Sekda Kujungi Telkom Gunung Sahari

Teropongmedia.Com – Sangatta, Dipimpin oleh Sekretaris Daerah (Sekda) Kabupaten Kutai Timur (Kutim) Irawansyah, pada Rabu (9/5) kemarin, mengunjungi Telkom Living Lab Smart City Nusantara, Gunung Sahari, Jakarta Pusat guna melakukan audiensi dengan telkom terkait dengan smart city.

Kepala Dinas Komunikasi dan Informatika (kominfo) Kutim Moch Erlyan Noor, di sela-sela acara mengatakan tujuan diadakan guna mengajak Satuan Kerja Perangkat Daerah (SKPD) yang terdiri dari Kadiskominfo Perstik Erlyan Noor, Kadisdukcapil Jannuar, Kabapenda Musyaffa, Kadis Perkim Fitra Firnanda, Kabag. Perlengkapan Wahyu, serta para staf Diskominfo Perstik, Humas Pemda dan Bapenda untuk mempelajari dan memahami terkait smart city.

“Sebab nantinya yang menentukan bukanlah Kominfo, melainkan para SKPD. Mereka memerlukan untuk melakukan pembangunan pelayanan dengan menggunakan Information and Technology (IT),” katanya.
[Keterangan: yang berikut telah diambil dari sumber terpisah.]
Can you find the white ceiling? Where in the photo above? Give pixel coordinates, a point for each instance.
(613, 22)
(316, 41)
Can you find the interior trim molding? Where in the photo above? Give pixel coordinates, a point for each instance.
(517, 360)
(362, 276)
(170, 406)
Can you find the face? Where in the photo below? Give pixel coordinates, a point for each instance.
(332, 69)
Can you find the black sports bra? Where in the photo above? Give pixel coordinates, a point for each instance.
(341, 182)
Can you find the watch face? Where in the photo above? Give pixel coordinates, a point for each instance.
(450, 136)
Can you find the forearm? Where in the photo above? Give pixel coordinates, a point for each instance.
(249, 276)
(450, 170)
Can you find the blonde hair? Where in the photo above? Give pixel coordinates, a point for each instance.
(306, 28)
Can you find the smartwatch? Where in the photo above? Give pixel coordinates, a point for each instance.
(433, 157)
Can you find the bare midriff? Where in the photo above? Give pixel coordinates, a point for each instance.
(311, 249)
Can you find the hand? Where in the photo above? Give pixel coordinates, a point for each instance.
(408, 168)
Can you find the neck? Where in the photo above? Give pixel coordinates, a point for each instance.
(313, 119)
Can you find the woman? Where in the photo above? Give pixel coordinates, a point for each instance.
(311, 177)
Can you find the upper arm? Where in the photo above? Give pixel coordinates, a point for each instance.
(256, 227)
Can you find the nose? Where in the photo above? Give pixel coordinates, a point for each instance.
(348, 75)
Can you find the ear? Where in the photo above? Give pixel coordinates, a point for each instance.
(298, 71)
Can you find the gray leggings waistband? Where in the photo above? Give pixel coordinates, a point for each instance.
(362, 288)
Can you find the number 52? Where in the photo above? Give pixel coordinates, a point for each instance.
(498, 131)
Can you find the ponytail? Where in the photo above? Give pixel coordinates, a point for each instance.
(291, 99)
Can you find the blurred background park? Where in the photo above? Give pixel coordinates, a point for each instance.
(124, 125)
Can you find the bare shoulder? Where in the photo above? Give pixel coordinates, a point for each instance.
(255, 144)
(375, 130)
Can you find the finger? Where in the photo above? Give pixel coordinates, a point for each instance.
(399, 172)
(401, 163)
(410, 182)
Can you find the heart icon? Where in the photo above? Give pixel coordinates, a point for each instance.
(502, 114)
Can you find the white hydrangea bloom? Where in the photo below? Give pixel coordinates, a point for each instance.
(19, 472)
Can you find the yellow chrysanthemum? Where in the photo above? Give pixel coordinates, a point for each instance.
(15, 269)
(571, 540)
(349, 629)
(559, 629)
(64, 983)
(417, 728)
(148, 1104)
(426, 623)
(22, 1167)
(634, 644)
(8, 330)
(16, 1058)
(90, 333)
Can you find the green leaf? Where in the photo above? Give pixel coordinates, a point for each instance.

Kunjungan ini seperti yang dijelaskan oleh Moch Erlyan Noor juga merupakan bagian dari penandatangan MoU Smart City yang dilakukan kemarin di Hotel Redtop. Lebih lanjut Moch.Erlyan Noor mengatakan Smart Regency di Kutim nantinya akan terlaksana, untuk itulah Kominfo akan memfasilitasi apapun yang diinginkan oleh SKPD terkait dengan pelayanan yang membutuhkan teknologi.

“Kalau mendengar paparan dari Junaidi, selaku tim yang menyusun pendamping penyusun master plan bahwa pembangunan smart itu tidak akan pernah ada kata berhenti, akan berjalan terus selama masyarakat memerlukan pelayanan.,” terangnya

Januar HPLA selaku Kadisdukcapil Kutim mengatakan bahwa, kunjungan ini sangat bermanfaat sekali. Mengingat dirinya bisa mengetahui hadirnya e-kelurahan seperti yang dijelaskan pada saat kunjungan tadi. “ Dengan adanya e-kelurahan bisa memudahkan penduduk desa untuk mencetak ktp, membuat akte kelahiran dan kematian secara online, tanpa harus bersusah payah untuk datang ke Kota,” Kata Januar.

Senada dengan Januar, Kepala Pendapatan Daerah Kutim Musyaffa, juga senang dengan adanya kunjungan ini. Sebab dirinya menemukan aplikasi menarik yang bisa diterapkan di daerahnya yakni solusi pengelolaan pajak dari finnet. Dengan adanya aplikasi ini, Musyaffa bisa melihat omset yang didapatkan para pengusaha hotel, restoran dan hiburan.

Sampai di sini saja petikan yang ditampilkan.